The atmosphere was buzzing, as Millennials and the industry got together to pick each other’s brains. Millennials definitely challenged industry representatives, but what did we learn from it?
Constituting 1/5 of the population and 1/4 of the workforce in Denmark, the Millennials represent the future’s consumers and labour force – a generation that is simply too important for industries to ignore.
Food & Millennials was the topic on the agenda last week, when Nestlé, VIA University College and Danish Food Cluster invited Millennials and the food industry for an afternoon of new knowledge, debate and new solutions.
Participants of the event ranged from students to industry representatives, such as Tulip, EASIS, Food Diagnostic, ALLTECH, Arla Foods and Dupont, who were all eager to get to know more about one another.
A good product is not enough
“A good product is not enough to the Millennials,” was a point by Anja Daugaard, Head of Sales at De 5 Gaarde, and a Millennials herself.
Millennials are critical, and to reach them companies need to look beyond their bottom-line:
“As consumers, the Millennials are really critical. They are reflective towards their actions and the products they buy, and this has something to do with the fact that they have grown up in a time where globalisation is a major topic,” said Morten Drensgaard, Product- and Innovation Manager at Mols Organic and also part of the Millennial generation.
They are born with a cell phone in their hand, and they are idealistic both as consumers and employees:
“In my search for a job, it was important that I did not just feel like a small piece in an organisation, but that I felt that I was making a difference with the knowledge I brought with me,” said Anja Daugaard.

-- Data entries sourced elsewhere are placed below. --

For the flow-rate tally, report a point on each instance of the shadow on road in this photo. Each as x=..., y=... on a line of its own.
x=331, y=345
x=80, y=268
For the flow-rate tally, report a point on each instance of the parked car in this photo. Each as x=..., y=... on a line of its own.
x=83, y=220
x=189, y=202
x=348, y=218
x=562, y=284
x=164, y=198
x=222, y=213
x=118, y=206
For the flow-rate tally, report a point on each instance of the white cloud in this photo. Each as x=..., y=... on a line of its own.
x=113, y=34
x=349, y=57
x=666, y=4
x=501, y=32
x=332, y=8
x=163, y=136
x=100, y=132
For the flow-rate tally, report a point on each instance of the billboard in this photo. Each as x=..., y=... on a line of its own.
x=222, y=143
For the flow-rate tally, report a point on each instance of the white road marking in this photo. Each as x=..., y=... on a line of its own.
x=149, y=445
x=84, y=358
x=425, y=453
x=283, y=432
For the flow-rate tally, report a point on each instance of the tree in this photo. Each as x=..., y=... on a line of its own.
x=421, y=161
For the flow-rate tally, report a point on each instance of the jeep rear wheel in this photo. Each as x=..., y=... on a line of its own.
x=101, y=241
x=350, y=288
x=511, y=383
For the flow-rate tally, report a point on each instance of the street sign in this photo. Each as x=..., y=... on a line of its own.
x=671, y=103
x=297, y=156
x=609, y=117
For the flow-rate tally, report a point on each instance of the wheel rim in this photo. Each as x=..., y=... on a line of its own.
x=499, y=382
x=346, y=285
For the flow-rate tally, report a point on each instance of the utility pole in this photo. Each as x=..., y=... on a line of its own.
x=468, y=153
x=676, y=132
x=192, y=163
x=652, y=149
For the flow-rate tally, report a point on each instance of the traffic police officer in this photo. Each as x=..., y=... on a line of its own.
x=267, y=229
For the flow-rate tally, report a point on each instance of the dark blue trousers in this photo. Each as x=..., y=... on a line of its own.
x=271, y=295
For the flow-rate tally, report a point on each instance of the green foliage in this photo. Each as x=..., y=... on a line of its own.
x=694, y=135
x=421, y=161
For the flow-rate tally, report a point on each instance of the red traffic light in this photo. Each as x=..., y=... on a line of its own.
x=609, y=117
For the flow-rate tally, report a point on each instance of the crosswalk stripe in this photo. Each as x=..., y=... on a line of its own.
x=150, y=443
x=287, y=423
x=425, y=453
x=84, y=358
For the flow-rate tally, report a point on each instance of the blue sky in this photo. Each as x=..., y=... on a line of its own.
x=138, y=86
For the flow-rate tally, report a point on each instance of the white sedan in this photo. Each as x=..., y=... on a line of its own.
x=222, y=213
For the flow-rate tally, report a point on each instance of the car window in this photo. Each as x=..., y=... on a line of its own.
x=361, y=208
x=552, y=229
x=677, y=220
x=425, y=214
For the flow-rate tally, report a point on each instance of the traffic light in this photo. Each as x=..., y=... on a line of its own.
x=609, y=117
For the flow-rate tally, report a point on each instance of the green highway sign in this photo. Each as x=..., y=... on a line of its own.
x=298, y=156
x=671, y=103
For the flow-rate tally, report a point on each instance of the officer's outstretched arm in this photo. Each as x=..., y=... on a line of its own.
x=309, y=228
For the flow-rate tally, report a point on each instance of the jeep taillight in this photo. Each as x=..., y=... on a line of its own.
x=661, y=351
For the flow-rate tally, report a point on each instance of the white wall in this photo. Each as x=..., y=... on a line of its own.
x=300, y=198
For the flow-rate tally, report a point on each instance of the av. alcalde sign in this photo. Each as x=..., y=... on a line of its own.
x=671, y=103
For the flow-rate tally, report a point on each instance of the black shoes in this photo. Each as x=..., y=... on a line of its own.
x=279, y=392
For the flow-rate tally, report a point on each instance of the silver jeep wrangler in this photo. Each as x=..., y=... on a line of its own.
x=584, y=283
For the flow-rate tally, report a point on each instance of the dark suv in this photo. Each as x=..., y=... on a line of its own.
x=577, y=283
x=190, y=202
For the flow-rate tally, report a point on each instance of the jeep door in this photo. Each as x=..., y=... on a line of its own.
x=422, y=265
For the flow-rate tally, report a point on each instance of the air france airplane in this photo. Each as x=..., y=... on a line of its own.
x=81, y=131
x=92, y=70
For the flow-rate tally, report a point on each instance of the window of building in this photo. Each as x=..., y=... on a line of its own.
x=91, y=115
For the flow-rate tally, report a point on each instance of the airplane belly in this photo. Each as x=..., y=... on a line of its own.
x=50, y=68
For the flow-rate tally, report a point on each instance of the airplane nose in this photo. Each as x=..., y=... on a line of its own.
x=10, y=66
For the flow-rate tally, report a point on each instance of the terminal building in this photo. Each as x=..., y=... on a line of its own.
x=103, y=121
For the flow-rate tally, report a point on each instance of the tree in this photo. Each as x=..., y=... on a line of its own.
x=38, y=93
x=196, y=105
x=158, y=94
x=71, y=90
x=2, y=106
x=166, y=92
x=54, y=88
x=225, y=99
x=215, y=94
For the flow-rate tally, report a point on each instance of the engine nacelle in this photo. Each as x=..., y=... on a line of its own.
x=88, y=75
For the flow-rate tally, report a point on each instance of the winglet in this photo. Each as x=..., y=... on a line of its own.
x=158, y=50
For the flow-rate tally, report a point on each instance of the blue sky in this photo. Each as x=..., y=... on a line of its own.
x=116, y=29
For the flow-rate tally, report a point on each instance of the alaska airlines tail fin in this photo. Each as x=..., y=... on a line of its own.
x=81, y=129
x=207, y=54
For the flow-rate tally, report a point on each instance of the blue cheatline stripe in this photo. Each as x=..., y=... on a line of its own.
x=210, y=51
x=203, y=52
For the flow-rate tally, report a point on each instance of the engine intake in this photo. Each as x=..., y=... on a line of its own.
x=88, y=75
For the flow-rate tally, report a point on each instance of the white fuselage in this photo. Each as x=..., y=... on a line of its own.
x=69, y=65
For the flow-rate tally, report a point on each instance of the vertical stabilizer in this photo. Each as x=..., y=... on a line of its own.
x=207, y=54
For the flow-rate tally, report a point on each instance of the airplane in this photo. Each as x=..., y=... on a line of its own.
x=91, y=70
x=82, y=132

A Millennial job has to be meaningful, according to Julia Laursen, Millennial and Nutritional Expert at Nestlé:
“For me, it was really important to work with something that was fun and interesting, and to have a job that made sense to me.”
Can we free Millennials from fake news?
The Millennials live in a time, where fake news and many health statements are part of their everyday blogger and social media sphere – a problem in many ways. But can we reach the Millennials with science, fact and information about food and health?
“The Danish Health Authority could try to establish a panel of Millennials and try to make science more sexy through this. Then it would be possible to be a critical consumer instead of believing everything you read on e.g. social media,” said Samantha Taylor who studies Nutrition and Health on VIA University College in Aarhus.
How should the industry connect with the Millennials?
Was another topic in a facilitated discussion, where industry and Millennials in mixed groups had to come up with solutions. Three central advice were:
- Use Instagram to reach us
- Communicate with and not to us
- Make an effort to create trust
Leading Millennials with coaching, involvement and CSR thinking
“Millennials are insecure but ambitious,” said Susanne Søndergaard Hansen, Area Manager at VIA University College.
Most Millennials have their own company when they are finished with their studies. But they rely on coaching from their leader.
Connect with Millennials through corporate sustainability, was an advice from speaker Marie-Louise Boisen Lendal, Founder and CEO at Frej – a Millennial who started Frej after her studies.
“The companies need something to believe in. They need to have a vision and a passion. Something that makes the consumers think they are not just earning money. Show the Millennials how you plan to make the world a better place,” she stated.
Speed dating between Millennials and the industry was the ending note to a day full of knowledge sharing, challenging discussions and not the least, great networking.